In some ways, I think, the early feelers/mappers of the human energy fields
are like shaman, explorers into hidden terrains. The maps help, but aren't
definitive, so dogma should be discarded at the start. Intuition is the
best "skill" on this turf. Intuition should always be indulged on the
spiritual path. The Cosmos usually protects the naive seeker. It wants to
be discovered. "It" IS ultimately us.
The more one studies the different ancient paths, the more they seem to
agree, especially at their highest cosmological levels. I think what feels
best is the way to choose a path, until your path chooses you, and that
rule still holds afterwards.
David Morris
> On May 31, 2018, at 10:48 AM, Joseph Tracy <brook7 at sover.net> wrote:
>
> One of the key teachers of Tai ji, particularly on the west coast,
> Chungliang Al Huang, who learned his practice in China and taught for
> decades at Esalen, always used key Chinese words and pictographic imagery
> as part of how he taught. He always insisted that the pronunciation of
> chee/Qi/chi/ ji sounded most like Ji or jee, always spelling the word as
> Tai ji. He had a very philosophical, open approach to the forms which
> drew on Taoist thought and practice. He emphasizes inspiration and mind
> body connection over formal precision. On the other hand his own forms are
> stunningly graceful and probably very precise expressions of his tradition.
> In his classes he encourages a movement from traditional forms to a
> dancelike free form exploration centered in how the forms have been
> integrated into individual mind body.
>
> In response to David Morris: In Al Huang’s book Embrace Tiger Return to
> Mountain, he talks about the origin/inspirational source of the
> forms/movements.

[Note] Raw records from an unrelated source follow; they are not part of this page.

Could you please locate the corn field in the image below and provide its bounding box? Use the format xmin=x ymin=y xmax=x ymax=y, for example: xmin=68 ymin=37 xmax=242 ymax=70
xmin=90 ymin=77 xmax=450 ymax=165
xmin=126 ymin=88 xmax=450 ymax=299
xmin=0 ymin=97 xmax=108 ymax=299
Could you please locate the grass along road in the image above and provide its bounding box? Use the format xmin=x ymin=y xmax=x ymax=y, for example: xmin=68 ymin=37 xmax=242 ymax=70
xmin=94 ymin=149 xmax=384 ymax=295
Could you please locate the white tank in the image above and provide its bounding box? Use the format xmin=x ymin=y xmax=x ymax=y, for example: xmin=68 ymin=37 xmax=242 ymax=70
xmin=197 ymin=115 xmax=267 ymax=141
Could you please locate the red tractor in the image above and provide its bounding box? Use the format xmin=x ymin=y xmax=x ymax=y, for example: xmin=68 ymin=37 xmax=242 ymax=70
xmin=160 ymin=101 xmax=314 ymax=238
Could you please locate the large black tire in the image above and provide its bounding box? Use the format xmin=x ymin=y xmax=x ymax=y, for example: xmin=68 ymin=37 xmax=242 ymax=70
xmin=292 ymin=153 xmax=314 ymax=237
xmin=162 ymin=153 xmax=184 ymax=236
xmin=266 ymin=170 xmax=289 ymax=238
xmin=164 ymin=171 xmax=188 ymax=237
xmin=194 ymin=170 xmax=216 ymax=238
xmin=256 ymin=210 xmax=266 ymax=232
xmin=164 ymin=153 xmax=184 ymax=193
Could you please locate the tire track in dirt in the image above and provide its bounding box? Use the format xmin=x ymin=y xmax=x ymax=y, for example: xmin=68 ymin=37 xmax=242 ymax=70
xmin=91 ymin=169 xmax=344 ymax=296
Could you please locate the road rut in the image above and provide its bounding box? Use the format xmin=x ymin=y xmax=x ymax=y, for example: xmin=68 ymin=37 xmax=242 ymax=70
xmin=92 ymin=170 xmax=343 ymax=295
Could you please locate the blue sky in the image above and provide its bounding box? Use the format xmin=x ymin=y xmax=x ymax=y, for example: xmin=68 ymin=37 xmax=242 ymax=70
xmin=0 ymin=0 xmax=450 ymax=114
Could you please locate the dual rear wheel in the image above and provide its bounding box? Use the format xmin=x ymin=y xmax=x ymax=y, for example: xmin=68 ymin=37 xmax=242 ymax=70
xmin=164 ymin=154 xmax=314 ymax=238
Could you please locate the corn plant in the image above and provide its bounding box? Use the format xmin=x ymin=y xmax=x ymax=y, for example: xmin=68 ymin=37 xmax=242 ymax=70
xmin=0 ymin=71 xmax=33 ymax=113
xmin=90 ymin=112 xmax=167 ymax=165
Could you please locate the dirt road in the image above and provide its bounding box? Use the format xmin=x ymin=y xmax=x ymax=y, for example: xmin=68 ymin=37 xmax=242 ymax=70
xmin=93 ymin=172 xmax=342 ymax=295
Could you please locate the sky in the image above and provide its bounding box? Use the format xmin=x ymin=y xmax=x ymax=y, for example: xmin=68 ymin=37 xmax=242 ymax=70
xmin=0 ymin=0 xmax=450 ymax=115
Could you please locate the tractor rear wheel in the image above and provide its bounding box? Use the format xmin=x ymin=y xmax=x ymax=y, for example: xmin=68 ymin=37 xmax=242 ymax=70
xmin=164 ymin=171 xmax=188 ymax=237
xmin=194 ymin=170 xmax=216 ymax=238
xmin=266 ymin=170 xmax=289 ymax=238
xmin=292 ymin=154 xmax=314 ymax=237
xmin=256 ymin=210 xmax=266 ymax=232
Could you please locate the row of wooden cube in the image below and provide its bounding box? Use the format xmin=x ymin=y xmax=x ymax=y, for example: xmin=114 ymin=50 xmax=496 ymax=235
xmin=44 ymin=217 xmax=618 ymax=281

The word Ji Gong, or Qigong, means the discipline or study
> of Ji (maybe Mike could give a better translation), and in that sense Al
> Huang is in agreement with David that the formal movements came out of an
> exploration of the flow of ji in the body. When you think about it, where
> else could the formalized knowledge come from? This would also be the
> source of the Chinese medical maps of energy flow.